等と言いながら、互いに互いの話を始める2人に対して、周囲はどこか微笑ましいものを見るような視線を送った。

 

 

 

同じ頃、アムロはジョブと共に書類仕事を行なっていた。正規の軍人として、ある程度の書類整理を行なうのが常であるが、彼の場合はここ数日間での訓練データの集計に時間を取られていた。

 

「いや、ジョブさんがいて助かりました。ブライトさんだと、こうはいかない。」

 

「お世辞は良いよ、雑務は得意だからさ。」

 

アムロの率直な賛辞を、自嘲気味にジョブは受け止め、それを申し訳なさそうな顔をしてアムロは見つめた。

 

「いや、本当に感謝しています。今も…そしてあの時も。」

 

ジョブ・ジョンという男は、器用であった。いや、器用貧乏というのが正確なのかもしれない。

多くの雑務をこなし、パイロットも行いつつメカニックにもある程度精通している。そんな彼は、ホワイトベース隊の縁の下の力持ちの立場であった筈である。

 

「そうかよ…。まあ、悪い気はしないね。」

 

と言いつつ、2人は黙々と作業を続けた。

2時間程経った頃だろう、作業も終わりに近づき互いに余裕が生まれた頃だった。

 

「アムロ…僕はね、軍を抜けようと思った事があるんだ。」

 

ジョブは口を開くと、滝のように言葉を降ろした。

 

「地球連邦軍の正規の軍人でありながら、民間人である君達よりも遥かに劣った軍人は、君らの活躍の影で一人…苦痛を味わっていたんだよ。
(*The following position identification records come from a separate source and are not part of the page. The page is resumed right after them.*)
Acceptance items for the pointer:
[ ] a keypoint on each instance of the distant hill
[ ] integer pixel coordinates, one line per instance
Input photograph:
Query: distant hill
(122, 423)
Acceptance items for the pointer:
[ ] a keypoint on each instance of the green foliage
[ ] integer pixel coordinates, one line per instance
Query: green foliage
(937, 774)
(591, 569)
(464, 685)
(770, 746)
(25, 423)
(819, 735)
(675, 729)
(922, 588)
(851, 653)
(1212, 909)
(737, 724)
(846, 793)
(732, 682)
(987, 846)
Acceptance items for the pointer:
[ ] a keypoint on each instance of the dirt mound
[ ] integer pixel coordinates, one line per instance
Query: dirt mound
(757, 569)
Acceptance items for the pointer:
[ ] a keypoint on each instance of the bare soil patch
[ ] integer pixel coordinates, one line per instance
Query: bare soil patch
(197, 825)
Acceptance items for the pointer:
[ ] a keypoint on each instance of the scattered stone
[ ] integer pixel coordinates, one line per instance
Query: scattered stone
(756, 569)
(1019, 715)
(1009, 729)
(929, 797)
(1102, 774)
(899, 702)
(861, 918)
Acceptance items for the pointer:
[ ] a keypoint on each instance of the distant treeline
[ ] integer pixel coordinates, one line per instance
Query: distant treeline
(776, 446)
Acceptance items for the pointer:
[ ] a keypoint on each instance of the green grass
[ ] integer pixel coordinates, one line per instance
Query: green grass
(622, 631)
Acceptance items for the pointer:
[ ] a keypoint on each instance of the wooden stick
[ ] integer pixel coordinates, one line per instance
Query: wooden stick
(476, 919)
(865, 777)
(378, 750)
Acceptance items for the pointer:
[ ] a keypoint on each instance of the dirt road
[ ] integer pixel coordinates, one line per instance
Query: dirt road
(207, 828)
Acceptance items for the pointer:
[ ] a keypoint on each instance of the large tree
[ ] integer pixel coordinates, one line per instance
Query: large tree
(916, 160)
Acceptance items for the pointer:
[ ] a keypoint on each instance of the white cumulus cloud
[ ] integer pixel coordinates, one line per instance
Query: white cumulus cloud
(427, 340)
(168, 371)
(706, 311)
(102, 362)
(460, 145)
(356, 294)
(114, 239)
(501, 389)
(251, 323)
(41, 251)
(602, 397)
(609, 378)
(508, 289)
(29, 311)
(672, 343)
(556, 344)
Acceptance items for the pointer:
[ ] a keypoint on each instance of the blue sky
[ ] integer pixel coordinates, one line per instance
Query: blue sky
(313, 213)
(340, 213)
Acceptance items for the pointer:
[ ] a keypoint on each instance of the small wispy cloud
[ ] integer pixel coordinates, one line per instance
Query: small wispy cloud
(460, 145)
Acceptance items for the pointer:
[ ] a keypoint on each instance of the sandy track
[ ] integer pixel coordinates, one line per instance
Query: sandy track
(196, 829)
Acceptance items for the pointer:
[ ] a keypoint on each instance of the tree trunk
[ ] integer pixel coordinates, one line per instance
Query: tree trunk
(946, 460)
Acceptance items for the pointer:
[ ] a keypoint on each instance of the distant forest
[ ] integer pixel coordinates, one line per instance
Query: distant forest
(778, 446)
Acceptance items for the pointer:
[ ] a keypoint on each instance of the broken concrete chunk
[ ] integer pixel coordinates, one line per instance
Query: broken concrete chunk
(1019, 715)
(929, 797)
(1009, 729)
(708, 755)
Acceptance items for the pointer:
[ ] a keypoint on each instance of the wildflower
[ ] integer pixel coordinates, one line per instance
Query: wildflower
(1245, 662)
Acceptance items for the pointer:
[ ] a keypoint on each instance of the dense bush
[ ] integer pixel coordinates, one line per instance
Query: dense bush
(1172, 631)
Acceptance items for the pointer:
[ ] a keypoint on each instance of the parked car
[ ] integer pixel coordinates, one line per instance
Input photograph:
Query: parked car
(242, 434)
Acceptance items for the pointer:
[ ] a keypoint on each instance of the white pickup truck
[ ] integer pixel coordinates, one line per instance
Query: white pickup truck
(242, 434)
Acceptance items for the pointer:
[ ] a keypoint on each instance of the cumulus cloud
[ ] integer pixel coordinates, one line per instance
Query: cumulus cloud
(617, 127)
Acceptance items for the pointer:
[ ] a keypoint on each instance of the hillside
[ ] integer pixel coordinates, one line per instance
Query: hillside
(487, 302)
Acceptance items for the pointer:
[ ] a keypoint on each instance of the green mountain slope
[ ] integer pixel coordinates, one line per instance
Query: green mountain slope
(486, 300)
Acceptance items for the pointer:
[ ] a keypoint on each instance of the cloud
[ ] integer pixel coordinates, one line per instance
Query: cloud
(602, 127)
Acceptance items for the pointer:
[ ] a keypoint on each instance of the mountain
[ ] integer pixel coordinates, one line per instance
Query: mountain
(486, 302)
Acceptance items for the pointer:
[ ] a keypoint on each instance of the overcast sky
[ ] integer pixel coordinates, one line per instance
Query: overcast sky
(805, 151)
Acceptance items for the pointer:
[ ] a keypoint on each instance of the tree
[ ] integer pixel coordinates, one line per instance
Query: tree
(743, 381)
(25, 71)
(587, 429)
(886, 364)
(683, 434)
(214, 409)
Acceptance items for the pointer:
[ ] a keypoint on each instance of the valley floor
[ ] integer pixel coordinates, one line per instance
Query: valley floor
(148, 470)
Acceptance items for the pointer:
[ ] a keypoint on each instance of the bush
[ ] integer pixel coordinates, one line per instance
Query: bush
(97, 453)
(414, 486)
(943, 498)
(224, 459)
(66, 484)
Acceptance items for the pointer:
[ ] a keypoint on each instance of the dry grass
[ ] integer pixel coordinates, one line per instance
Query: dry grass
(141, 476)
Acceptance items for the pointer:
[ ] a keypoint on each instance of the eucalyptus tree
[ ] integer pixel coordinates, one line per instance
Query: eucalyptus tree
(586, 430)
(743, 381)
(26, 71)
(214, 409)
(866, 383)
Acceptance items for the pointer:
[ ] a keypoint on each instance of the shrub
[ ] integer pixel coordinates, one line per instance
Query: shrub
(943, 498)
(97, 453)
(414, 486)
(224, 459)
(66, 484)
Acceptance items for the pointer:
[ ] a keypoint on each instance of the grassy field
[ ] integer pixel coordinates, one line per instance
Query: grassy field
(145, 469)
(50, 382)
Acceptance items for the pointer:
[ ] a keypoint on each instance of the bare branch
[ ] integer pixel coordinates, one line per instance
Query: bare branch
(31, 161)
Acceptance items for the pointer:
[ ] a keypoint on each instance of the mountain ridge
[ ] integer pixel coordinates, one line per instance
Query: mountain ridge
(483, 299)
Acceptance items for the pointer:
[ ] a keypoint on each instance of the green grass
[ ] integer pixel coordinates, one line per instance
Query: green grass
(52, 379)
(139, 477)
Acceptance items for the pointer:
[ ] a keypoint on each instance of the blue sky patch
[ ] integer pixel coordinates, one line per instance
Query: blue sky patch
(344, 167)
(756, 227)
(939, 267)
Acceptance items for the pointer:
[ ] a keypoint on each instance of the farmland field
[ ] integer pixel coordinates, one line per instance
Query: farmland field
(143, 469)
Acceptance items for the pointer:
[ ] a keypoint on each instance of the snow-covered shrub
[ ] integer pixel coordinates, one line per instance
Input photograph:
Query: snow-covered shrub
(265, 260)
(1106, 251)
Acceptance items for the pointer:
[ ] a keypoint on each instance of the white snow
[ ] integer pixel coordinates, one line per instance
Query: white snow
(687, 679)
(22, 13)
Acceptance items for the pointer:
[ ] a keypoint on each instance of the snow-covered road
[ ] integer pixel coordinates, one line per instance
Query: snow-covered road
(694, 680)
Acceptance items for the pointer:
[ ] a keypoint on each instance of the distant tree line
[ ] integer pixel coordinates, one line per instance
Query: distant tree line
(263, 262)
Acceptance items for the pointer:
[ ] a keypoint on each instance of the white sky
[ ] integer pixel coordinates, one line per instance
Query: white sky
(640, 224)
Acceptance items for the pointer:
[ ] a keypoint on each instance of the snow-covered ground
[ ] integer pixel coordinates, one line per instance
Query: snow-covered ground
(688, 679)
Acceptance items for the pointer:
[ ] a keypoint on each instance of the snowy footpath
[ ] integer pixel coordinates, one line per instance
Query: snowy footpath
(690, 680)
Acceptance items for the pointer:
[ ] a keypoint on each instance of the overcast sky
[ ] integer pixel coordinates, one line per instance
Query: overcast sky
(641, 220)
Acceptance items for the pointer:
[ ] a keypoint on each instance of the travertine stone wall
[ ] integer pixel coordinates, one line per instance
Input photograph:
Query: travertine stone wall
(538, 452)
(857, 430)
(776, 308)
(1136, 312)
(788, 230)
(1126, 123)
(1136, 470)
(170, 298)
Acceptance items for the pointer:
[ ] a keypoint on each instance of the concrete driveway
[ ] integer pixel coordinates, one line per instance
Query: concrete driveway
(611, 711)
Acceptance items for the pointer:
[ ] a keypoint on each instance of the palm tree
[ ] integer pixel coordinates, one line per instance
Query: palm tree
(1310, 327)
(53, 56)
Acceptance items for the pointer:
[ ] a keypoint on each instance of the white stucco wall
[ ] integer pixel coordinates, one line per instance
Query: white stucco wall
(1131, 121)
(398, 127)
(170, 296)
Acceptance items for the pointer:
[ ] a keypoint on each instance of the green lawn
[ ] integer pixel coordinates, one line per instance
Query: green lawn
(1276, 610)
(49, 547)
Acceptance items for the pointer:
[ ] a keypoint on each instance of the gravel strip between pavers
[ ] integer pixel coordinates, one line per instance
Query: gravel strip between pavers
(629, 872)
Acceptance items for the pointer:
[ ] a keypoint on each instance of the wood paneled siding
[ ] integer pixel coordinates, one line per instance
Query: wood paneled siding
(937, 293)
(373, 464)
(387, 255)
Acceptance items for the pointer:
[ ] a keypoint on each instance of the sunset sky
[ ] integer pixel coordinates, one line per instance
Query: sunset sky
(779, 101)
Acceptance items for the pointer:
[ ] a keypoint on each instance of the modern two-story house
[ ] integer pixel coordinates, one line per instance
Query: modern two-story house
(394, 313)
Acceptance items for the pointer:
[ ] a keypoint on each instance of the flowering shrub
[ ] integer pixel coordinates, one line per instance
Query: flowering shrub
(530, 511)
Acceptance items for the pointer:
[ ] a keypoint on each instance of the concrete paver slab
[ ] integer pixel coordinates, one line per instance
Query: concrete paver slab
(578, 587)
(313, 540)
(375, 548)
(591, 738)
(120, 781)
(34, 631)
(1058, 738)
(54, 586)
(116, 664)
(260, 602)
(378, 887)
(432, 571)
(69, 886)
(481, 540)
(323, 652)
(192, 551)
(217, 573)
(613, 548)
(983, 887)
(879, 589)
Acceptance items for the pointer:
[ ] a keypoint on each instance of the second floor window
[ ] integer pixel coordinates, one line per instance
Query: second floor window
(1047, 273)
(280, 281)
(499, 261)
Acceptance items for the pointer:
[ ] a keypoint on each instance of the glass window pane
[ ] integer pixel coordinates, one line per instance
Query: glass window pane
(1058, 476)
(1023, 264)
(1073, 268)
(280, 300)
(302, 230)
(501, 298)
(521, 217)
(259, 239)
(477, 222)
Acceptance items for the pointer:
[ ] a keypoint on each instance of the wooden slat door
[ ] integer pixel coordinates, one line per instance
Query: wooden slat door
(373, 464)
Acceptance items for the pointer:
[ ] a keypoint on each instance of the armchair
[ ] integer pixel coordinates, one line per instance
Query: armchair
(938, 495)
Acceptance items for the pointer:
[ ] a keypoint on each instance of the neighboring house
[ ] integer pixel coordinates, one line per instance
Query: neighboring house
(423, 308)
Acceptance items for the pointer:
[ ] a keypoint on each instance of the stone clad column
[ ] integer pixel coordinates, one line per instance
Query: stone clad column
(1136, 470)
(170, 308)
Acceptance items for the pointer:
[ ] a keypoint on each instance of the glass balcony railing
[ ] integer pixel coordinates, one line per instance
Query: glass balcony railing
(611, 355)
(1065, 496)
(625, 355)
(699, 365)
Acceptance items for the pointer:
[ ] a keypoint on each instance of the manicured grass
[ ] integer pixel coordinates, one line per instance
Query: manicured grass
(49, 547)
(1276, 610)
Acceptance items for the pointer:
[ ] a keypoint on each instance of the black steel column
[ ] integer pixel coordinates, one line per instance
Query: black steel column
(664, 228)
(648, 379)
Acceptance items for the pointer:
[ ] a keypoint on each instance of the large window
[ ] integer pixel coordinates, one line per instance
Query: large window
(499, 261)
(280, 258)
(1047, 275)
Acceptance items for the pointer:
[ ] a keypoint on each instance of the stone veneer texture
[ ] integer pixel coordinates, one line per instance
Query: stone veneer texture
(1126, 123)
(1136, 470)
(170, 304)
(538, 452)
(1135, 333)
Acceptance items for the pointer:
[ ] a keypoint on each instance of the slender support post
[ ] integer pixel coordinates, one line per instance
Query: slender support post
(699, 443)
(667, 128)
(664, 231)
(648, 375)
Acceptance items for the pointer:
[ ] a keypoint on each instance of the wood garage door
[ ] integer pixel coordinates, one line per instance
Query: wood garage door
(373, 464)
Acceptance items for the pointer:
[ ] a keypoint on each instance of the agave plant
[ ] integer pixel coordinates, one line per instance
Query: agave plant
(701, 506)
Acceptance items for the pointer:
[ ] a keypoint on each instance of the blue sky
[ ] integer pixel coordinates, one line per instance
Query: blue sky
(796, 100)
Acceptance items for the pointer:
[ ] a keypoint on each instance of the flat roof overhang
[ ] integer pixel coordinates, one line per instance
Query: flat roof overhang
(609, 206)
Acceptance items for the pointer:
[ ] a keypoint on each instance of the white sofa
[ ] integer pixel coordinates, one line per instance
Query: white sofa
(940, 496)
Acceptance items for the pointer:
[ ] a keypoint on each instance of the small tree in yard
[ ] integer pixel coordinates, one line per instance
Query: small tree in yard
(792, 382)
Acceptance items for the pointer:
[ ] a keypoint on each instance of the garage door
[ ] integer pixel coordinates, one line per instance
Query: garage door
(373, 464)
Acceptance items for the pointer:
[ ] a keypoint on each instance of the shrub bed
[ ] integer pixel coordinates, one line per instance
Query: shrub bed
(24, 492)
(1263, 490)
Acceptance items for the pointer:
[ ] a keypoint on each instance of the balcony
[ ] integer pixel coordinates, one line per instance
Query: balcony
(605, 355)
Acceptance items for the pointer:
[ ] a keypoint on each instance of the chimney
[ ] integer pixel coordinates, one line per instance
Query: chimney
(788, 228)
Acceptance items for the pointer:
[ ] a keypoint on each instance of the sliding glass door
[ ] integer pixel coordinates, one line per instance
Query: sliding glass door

どうして、僕ではなく君たちが戦うのか?どうして僕は君等よりも弱いのか…、軍人である自分の身を呪っていたよ。」

 

いつの間にか彼の手は止まり、纒められた資料を閉じながらダラダラとその言葉が溢れている。

 

「それで、軍を抜けようと思ったんだ…、けどね…。抜けられなかったんだよ……、君のせいでね。」

 

ジョブのその言葉に不快感は無い…と、アムロは感じつつも真っ直ぐに彼を見やる瞳と瞳が交差した。

 

「君が士官学校なんかに入るなんて、思いもよらなかった。それじゃあ、僕は尚更諦める事が出来ないじゃ無いかって…。

人一倍戦うことを嫌った君が、軍人として生きる道を覚悟したなら、それから僕は完全に逃げるだけになってしまう!

ソレが、どうしても……嫌になった。」

 

アムロも資料を纏め、真剣な眼差しである。

 

「だとしたら……、もっと色々と甘えさせて貰いますよ。僕だって、万能じゃないですから。」

 

「わかってるさ、3席なんだろう?どこかしら、欠けてる部分はあるだろうさ。

頼んだよ、モビルスーツ大隊長殿。」

 

そう言ってジョブは部屋を後にする、彼はグレイファントムで第三小隊の小隊長として任命されているのだ。

一つの部隊ではあるが、艦隊全体としてはアムロの部下である。

アムロは、クレール・ルクスのモビルスーツ部隊全体を統括する立場とされた。

 

「こちらこそ、頼みますよジョブさん。」

 

アムロのその言葉は、空を切った。